现在我想使用 mapreduce 作业来处理这个文件:
public class MapSequencefile {
public static class MyMapper extends Mapper<LongWritable, Text, Text, Text>{
@Override
protected void map(LongWritable key, Text value,
Mapper<LongWritable, Text, Text, Text>.Context context)

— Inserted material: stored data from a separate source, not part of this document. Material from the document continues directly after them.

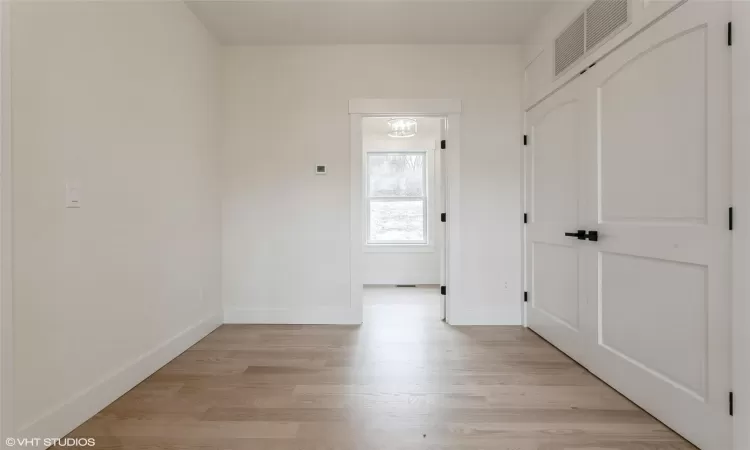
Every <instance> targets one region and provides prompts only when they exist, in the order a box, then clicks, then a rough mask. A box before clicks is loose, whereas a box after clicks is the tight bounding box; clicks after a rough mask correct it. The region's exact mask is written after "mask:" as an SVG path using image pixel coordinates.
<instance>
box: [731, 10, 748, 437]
mask: <svg viewBox="0 0 750 450" xmlns="http://www.w3.org/2000/svg"><path fill="white" fill-rule="evenodd" d="M732 24H733V27H732V34H733V37H732V47H731V51H732V99H733V102H732V171H733V175H732V181H733V186H732V203H733V207H734V230H733V236H732V238H733V245H732V253H733V261H732V266H733V267H732V278H733V286H732V290H733V295H732V298H733V300H732V311H733V314H732V317H733V326H732V329H733V336H732V347H733V356H732V359H733V374H732V378H733V386H732V388H733V392H734V396H735V399H736V400H735V401H736V402H737V403H738V406H736V407H735V410H734V449H735V450H747V449H750V408H748V407H747V406H746V405H747V404H748V403H747V402H748V398H750V350H748V349H750V282H748V280H747V273H748V270H750V179H748V177H747V174H748V172H750V129H748V127H747V124H748V123H749V122H750V81H748V80H750V3H748V2H732Z"/></svg>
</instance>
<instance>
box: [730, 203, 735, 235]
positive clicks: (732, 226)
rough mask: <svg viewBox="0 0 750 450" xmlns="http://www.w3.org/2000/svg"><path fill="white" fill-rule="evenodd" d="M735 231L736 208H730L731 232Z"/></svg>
mask: <svg viewBox="0 0 750 450" xmlns="http://www.w3.org/2000/svg"><path fill="white" fill-rule="evenodd" d="M732 230H734V208H733V207H731V206H730V207H729V231H732Z"/></svg>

throws IOException, InterruptedException {
System.out.println(key+"...."+value);
}
}
public static void main(String[] args) throws IOException, InterruptedException, ClassNotFoundException {
Configuration conf = new Configuration();
Job job = Job.getInstance(conf , MapSequencefile.class.getSimpleName());
job.setJarByClass(MapSequencefile.class);
job.setNumReduceTasks(0);
job.setMapperClass(MyMapper.class);
job.setMapOutputKeyClass(Text.class);
job.setMapOutputValueClass(Text.class);
job.setInputFormatClass(SequenceFileInputFormat.class); //use SequenceFileInputFormat
FileInputFormat.setInputPaths(job, "hdfs://192.16.31.10:8020/input/");
FileOutputFormat.setOutputPath(job, new Path("hdfs://192.16.31.10:8020/out/"));
job.waitForCompletion(true);
}
}
但它总是抛出这个异常:
Caused by: java.io.IOException: Could not find a deserializer for the Value class: 'org.apache.hadoop.hbase.client.Result'. Please ensure that the configuration 'io.serializations' is properly configured, if you're using custom serialization.

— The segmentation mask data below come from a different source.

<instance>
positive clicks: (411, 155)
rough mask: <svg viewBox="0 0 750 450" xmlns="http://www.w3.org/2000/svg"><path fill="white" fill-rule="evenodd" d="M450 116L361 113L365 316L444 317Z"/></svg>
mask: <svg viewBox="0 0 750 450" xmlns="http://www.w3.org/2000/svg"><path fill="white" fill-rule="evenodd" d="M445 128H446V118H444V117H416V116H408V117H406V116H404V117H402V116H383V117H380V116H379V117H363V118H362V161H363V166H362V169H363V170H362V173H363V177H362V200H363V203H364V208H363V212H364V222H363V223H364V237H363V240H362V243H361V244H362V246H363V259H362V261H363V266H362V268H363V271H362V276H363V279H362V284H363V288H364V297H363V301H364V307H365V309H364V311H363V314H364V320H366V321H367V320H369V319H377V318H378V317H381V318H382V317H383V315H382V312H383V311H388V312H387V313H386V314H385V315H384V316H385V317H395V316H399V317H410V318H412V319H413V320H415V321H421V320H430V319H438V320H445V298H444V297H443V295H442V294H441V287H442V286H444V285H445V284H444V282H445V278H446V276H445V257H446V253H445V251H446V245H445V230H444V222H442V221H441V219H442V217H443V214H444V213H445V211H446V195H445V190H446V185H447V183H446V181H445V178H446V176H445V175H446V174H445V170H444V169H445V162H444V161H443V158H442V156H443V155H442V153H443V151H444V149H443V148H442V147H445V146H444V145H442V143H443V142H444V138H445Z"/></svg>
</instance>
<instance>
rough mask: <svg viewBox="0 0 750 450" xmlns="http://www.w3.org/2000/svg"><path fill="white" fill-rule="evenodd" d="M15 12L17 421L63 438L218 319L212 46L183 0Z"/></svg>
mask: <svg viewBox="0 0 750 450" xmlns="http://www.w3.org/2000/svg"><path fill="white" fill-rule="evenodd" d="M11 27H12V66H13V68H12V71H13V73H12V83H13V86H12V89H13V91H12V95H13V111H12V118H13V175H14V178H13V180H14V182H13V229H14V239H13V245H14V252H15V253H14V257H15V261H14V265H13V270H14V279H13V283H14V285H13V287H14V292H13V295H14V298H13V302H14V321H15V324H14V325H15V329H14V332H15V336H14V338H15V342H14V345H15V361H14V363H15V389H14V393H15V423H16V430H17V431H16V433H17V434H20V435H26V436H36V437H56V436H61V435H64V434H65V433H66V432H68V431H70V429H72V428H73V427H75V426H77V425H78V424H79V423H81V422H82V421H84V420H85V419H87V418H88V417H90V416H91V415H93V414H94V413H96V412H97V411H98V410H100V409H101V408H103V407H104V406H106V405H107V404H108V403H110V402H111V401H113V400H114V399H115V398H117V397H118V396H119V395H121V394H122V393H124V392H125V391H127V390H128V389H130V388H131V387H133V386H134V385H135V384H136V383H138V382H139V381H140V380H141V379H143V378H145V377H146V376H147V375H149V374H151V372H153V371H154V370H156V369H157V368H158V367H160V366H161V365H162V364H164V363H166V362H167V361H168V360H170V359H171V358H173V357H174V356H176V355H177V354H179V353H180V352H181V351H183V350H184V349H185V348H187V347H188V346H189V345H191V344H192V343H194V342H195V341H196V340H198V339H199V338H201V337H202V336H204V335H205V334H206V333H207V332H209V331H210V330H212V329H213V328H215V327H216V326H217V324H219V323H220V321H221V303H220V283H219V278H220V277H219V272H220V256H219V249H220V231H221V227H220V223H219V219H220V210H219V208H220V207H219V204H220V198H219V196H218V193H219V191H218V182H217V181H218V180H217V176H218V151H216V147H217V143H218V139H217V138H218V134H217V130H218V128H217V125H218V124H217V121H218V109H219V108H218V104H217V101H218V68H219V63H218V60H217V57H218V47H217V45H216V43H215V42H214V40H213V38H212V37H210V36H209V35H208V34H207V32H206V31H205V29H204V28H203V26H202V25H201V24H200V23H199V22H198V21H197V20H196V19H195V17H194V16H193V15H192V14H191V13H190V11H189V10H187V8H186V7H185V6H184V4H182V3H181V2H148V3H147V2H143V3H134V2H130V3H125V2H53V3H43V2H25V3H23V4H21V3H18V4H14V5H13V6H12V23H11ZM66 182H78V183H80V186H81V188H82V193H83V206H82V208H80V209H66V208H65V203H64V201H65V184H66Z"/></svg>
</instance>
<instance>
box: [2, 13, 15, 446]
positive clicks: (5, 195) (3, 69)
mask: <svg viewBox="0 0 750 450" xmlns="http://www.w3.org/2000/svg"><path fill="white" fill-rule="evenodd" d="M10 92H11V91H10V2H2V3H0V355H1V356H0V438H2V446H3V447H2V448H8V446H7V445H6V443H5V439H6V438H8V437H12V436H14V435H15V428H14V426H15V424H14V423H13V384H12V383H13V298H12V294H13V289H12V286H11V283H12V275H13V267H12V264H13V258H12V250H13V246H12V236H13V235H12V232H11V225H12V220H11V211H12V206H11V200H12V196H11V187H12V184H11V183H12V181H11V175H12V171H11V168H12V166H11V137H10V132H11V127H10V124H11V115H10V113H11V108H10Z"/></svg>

at org.apache.hadoop.io.SequenceFile$Reader.init(SequenceFile.java:1964)
at org.apache.hadoop.io.SequenceFile$Reader.initialize(SequenceFile.java:1811)
at org.apache.hadoop.io.SequenceFile$Reader.<init>(SequenceFile.java:1760)
at org.apache.hadoop.io.SequenceFile$Reader.<init>(SequenceFile.java:1774)
at org.apache.hadoop.mapreduce.lib.input.SequenceFileRecordReader.initialize(SequenceFileRecordReader.java:54)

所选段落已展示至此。